Common Questions
Answers to the questions we get asked most often. If yours isn't here, reach out — we'd rather talk specifics than leave you guessing.
Diagnostic basics
Is the diagnostic really free?
Yes. The 10-pillar automated analysis is free with no credit card required. You'll get scores across all ten pillars, your single most critical blind spot in full detail, an executive summary, and infrastructure verdict cards. Paid plans (Starter $39/mo and up) unlock the rest of the report — every blind spot, market intelligence, the full budget breakdown, action items, and PDF export — but the underlying analysis is the same. Nothing about the diagnostic itself changes when you pay. You're paying for visibility into more of what the run already produced.
How long does it take?
Five to ten minutes end to end. The self-assessment portion takes about a minute — you rate your own marketing across the ten pillars. When you submit, the system kicks off the analysis (scraping public surfaces, querying multiple LLMs, checking technical signals across schema, DNS, robots.txt, social profiles, advertising signals, and the rest) and asks you to verify your email. The analysis runs in the background while you verify, and the report lands once both finish. The run itself can take five to seven minutes — it has grown longer than earlier versions as we added more signal providers and more complex prompting. No overnight queue, no waiting list.
Do I need to give you access to my systems?
No. The diagnostic operates entirely from public signals — your website, your social profiles, your DNS records, your sitemap, your robots.txt, what AI systems can find about you. We don't ask for analytics logins, ad account access, or CRM credentials. That's deliberate: the diagnostic is meant to be runnable on any business, including competitors, without their cooperation. If you later book an Infrastructure Audit (paid, separate engagement), that does involve granting read-only access to specific systems so we can confirm what the automated diagnostic surfaced from the outside. But the diagnostic itself requires nothing more than a URL.

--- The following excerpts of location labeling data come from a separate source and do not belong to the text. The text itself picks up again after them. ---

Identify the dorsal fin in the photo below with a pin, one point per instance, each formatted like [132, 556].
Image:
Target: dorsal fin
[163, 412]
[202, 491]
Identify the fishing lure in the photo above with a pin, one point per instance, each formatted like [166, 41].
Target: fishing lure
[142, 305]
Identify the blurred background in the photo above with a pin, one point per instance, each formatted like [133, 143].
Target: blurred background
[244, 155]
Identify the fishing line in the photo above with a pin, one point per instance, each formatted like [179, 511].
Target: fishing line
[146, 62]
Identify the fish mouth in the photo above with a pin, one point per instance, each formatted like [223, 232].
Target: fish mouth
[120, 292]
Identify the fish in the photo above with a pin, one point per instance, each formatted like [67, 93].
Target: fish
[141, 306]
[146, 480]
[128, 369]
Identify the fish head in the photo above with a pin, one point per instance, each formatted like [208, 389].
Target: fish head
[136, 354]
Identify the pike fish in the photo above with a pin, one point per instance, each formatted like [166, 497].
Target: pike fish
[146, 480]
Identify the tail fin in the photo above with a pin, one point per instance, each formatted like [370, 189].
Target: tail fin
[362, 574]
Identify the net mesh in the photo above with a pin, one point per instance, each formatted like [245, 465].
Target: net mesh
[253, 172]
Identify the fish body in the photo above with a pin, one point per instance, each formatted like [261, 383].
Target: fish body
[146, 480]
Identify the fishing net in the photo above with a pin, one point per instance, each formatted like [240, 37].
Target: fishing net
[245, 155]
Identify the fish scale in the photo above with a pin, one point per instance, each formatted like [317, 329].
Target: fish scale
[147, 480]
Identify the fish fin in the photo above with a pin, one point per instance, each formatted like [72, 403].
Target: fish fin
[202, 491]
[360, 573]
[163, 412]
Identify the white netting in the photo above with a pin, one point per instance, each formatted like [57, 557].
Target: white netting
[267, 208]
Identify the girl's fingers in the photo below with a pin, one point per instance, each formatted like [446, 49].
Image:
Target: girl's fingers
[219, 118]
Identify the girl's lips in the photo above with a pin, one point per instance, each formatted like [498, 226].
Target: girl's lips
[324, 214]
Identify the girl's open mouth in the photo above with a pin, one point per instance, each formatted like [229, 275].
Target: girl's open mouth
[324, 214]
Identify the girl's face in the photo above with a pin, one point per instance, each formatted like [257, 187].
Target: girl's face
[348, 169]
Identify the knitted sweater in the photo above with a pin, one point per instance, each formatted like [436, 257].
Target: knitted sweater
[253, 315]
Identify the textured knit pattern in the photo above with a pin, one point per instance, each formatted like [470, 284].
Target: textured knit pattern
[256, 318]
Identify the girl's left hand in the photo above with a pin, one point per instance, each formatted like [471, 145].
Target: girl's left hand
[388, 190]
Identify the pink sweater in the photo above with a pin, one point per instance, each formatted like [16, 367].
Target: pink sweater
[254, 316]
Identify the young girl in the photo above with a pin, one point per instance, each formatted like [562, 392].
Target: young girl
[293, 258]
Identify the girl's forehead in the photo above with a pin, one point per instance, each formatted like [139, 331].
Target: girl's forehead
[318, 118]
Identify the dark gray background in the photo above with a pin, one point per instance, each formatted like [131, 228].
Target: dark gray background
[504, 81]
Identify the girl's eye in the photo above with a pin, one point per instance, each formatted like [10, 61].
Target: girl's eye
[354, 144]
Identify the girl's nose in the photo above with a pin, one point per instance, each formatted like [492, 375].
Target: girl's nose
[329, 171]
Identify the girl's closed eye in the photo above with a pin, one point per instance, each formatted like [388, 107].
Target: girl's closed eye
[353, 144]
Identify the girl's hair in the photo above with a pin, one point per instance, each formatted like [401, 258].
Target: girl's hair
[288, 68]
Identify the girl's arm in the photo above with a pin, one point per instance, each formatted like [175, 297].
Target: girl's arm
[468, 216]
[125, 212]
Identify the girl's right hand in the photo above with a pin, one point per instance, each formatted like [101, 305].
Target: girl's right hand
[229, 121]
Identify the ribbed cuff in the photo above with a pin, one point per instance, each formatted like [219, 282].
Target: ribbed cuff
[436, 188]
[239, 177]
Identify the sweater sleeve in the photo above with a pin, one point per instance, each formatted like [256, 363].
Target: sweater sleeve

What's the difference between the Diagnostic and the Strategic Assessment?
The Diagnostic is the automated 10-pillar analysis — free, machine-run, five to ten minutes from your URL. It tells you what the system measured. The Strategic Assessment ($300 USD, ~3hr engagement: pre-research, 1hr live session, follow-up) is the human translation layer on top — we walk through the findings together, explain what each result means for your specific business, and build a prioritized action plan you can actually act on. The Diagnostic surfaces signal; the Assessment turns signal into decisions. Most people who book an Assessment do so after running a free Diagnostic — but the Assessment can be booked first if you'd rather skip self-service entirely.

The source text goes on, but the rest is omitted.